The government attempted to submit the material to the court and keep it from Moussaoui for the time being. Classified as "Top Secret/Codeword," the information was provided as a substitute for allowing Moussaoui to interview the prisoner, Ramzi Binalshibh, via video hookup.
U.S. District Judge Leonie Brinkema, who ordered the hookup in January, said Moussaoui must see the substitute proposal now.
Moussaoui, charged as a conspirator with the Sept. 11, 2001, hijackers, has contended that Binalshibh could demonstrate that he was not part of the attack plot. Brinkema said Moussaoui has the right to potentially helpful information, but prosecutors vigorously protested any direct access between the defendant - an acknowledged al Qaeda loyalist - and a suspected coordinator of the attacks.
"This proposal is unacceptable," Brinkema said of the government plan to keep the information from Moussaoui for now.
The government had appealed Brinkema's earlier order for the hookup to the 4th U.S. Circuit Court of Appeals in Richmond, Va., arguing that judges should not disturb a sensitive national security interrogation.
The appellate court, with oral argument scheduled next month, directed that the government propose a substitute, with Moussaoui and his court-appointed lawyers to be given a chance to respond.
Brinkema said that keeping the information from Moussaoui would violate the appellate court order that the defense should have input.
"Second, because only Mr.

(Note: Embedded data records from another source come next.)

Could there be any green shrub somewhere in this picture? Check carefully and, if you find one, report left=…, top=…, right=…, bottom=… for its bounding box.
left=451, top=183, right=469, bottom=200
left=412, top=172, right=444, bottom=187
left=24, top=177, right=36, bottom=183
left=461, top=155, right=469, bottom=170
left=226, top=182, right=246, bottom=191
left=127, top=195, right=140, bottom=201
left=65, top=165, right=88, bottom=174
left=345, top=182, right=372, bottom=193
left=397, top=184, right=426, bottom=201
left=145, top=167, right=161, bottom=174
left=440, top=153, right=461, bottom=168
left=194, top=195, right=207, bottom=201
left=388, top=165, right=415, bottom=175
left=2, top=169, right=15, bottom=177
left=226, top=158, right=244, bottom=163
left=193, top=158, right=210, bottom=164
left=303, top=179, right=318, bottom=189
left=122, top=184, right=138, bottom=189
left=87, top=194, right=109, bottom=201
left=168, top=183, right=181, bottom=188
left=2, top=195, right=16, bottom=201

Moussaoui can advise the court and/or his standby counsel what, if any, exculpatory material is missing from the proposed substitutions, a meaningful evaluation of the adequacy of the government's submission is impossible without input from the defendant," she said.
Moussaoui is representing himself, but Brinkema has kept the court-appointed lawyers in the case to represent his legal interests.
Moussaoui, who cannot see classified information, does not cooperate with the attorneys - who are cleared to see the material.